Interest rates steady amid market unrest

Norway’s central bank kept its key policy rate unchanged at 0.75 percent on Thursday, amid international and some local stock market turbulence and a weakening krone. The executive board of Norges Bank saw no reason to boost rates further, nor did most Norwegian economists.

Not a single member of Norwegian newspaper Dagens Næringsliv’s panel of economists had recommended another interest rate hike, not even a modest one like the quarter-point increase announced last month. That was the first interest rate hike for two-and-a-half years, and it came based on Norway’s economic recovery from the oil price collapse in 2014. On Thursday, the bank board maintained its evaluation that Norway’s economy is continuing to grow and is now “near a normal level.”
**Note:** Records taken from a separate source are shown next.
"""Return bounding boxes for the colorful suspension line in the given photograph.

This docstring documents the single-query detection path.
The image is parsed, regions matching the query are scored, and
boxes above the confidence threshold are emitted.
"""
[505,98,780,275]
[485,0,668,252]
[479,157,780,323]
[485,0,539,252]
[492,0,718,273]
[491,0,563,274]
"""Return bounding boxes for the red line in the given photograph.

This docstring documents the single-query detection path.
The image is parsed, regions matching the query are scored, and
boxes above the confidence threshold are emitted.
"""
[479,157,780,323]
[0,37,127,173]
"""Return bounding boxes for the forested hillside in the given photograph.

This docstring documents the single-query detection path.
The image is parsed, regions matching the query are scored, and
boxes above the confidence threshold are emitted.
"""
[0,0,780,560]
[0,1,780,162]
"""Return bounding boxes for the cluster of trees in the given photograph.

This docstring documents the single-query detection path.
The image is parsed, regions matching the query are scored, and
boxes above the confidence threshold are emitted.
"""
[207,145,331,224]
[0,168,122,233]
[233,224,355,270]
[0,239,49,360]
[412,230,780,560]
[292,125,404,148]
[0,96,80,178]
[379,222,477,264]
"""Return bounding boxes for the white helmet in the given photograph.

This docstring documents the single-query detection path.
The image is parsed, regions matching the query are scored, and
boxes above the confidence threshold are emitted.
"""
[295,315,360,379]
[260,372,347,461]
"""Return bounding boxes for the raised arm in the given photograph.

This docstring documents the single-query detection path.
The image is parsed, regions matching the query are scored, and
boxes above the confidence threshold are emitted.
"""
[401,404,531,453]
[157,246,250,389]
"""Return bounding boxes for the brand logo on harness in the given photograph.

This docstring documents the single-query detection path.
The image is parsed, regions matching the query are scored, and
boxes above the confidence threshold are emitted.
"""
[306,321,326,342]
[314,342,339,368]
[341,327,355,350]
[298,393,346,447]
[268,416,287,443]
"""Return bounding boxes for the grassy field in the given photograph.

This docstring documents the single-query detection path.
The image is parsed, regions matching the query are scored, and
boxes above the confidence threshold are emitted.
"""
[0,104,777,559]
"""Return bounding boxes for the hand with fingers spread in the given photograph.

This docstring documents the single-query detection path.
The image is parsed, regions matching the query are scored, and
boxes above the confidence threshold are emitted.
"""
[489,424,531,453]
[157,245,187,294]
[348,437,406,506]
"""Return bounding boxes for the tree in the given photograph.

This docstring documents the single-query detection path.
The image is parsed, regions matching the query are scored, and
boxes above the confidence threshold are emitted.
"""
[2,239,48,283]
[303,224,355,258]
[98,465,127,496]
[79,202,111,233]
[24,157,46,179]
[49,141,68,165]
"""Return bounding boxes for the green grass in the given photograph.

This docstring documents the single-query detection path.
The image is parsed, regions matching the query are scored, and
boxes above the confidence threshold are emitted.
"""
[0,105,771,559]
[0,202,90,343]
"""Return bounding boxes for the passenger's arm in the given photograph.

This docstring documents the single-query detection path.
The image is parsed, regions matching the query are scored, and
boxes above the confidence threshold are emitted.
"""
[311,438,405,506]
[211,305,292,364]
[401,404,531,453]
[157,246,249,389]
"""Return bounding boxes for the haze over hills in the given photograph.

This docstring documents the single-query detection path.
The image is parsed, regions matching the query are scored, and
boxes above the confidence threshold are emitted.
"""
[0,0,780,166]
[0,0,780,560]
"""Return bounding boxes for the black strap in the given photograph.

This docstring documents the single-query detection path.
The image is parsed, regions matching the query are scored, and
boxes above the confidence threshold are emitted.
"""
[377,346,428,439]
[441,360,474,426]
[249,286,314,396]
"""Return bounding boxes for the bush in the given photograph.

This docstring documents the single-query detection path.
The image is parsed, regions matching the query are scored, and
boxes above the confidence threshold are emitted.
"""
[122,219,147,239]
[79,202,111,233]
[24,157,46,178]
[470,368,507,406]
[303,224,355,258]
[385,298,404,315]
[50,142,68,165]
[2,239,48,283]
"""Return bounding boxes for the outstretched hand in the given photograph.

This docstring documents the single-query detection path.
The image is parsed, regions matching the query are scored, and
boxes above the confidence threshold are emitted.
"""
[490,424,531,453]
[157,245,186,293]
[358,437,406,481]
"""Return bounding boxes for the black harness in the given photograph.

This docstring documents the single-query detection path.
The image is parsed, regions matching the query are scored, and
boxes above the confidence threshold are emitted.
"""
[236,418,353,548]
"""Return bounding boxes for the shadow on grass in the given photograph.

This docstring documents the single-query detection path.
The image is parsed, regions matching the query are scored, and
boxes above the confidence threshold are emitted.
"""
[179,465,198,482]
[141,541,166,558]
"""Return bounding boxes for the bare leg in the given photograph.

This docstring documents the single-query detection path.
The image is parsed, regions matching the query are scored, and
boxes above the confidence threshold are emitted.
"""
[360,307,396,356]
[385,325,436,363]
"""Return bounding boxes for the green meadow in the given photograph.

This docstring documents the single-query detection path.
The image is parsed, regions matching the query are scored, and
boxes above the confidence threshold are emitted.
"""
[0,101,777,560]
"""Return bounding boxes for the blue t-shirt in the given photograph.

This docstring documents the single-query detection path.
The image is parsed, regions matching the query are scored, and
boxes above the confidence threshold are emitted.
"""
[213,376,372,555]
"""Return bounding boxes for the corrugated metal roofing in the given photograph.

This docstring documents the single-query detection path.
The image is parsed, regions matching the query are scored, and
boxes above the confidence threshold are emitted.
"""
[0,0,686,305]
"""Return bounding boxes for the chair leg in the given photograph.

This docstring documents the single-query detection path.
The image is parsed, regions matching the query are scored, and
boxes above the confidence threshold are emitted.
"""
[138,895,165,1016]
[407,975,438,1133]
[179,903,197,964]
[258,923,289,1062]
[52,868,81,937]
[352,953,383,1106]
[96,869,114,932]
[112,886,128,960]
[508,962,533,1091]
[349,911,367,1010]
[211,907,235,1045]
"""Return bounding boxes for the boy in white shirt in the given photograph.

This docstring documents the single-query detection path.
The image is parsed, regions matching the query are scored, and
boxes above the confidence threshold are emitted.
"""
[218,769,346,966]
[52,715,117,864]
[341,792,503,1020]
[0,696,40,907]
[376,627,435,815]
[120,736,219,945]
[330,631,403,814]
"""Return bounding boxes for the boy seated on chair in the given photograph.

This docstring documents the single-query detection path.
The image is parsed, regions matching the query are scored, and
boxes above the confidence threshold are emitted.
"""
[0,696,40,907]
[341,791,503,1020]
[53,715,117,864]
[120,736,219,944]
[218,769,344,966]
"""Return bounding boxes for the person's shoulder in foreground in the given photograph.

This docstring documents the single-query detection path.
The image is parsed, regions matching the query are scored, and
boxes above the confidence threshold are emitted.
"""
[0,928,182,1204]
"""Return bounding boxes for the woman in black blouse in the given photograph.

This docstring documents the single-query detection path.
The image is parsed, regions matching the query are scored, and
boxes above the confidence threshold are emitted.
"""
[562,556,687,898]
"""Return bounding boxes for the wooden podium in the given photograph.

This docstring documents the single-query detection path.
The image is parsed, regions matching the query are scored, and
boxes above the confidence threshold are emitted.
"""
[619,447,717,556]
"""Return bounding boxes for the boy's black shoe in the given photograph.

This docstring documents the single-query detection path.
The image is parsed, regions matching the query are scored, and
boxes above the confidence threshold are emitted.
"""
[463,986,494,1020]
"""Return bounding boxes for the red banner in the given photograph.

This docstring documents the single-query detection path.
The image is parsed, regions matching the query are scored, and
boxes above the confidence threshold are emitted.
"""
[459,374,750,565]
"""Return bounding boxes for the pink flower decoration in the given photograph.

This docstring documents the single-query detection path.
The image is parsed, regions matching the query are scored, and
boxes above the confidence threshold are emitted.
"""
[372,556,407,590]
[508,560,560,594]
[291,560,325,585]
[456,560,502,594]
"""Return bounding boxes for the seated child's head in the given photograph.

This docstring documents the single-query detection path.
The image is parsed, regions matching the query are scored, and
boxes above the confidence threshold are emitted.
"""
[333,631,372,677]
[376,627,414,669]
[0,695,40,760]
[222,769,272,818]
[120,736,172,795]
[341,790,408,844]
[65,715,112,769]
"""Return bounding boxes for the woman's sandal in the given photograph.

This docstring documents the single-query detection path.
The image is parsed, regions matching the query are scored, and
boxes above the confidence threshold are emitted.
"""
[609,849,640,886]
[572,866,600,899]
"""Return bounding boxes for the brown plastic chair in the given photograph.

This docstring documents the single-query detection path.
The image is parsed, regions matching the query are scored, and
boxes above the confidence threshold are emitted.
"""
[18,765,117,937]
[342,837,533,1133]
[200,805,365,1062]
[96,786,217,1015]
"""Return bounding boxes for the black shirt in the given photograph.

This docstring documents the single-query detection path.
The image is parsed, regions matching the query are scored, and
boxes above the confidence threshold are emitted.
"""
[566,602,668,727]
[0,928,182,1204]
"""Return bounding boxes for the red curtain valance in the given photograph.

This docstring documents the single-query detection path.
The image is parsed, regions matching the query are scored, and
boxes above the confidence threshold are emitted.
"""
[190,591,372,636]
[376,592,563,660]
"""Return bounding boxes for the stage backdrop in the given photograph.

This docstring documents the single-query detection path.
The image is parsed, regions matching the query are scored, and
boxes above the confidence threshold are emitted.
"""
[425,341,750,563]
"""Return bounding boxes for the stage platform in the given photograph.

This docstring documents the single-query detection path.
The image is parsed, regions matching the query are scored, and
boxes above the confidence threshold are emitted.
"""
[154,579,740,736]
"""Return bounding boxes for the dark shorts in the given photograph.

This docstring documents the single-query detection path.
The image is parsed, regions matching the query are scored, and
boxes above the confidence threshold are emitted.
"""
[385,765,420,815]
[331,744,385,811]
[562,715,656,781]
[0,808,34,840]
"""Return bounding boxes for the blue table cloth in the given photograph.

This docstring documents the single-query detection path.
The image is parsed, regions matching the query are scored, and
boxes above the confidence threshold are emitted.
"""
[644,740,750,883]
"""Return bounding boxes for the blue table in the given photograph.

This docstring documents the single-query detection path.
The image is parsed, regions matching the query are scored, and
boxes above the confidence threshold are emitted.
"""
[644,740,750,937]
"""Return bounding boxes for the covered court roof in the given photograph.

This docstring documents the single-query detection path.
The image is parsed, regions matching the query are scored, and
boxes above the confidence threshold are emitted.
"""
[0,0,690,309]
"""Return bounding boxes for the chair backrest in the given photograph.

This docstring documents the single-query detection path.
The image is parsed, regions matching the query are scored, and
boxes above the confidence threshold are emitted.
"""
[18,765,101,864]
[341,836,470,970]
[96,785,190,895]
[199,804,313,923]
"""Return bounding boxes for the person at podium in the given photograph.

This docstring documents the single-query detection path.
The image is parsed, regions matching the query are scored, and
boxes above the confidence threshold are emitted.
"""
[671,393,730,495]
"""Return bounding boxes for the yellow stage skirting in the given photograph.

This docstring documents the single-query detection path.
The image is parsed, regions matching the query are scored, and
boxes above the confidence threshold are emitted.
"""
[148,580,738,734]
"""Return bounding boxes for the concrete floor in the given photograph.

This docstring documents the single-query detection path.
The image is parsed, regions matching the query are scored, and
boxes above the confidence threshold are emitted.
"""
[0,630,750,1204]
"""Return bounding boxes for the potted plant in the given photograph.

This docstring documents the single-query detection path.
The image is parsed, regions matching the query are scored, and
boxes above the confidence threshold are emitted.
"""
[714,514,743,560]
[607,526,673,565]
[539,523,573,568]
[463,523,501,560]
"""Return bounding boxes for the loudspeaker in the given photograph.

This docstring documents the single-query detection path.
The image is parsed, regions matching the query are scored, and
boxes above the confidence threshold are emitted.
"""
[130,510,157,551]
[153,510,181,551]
Meanwhile, the Oslo Stock Exchange’s main index fell at the start of trading on Thursday but not a much as stock markets in the US and Asia. The Oslo exchange’s index was down 1.19 percent by mid-morning, even after Norway’s biggest company, state oil company Equinor announced its best results since the oil crisis began. Equinor’s third-quarter operating profits of nearly NOK 40 billion (USD 4.8 billion) are based largely on the results of heavy cost-cutting at Equinor (formerly Statoil) along with the recent rise in oil prices that topped USD 80 a barrel during the past week. On Thursday, though, oil prices had sunk again, down to USD 75 for a barrel of Norway’s North Sea crude oil by mid-morning.

Norway’s recently volatile currency, the krone, has been weakening despite the country’s economic recovery. Some analysts contend the krone should be stronger given Norway’s economic fundamentals, but it’s often affected by the oil price. When it drops, so does the krone, which was trading at NOK 8.33 to one US dollar on Thursday morning. It cost just NOK 6 to buy a US dollar before oil prices sunk four years ago.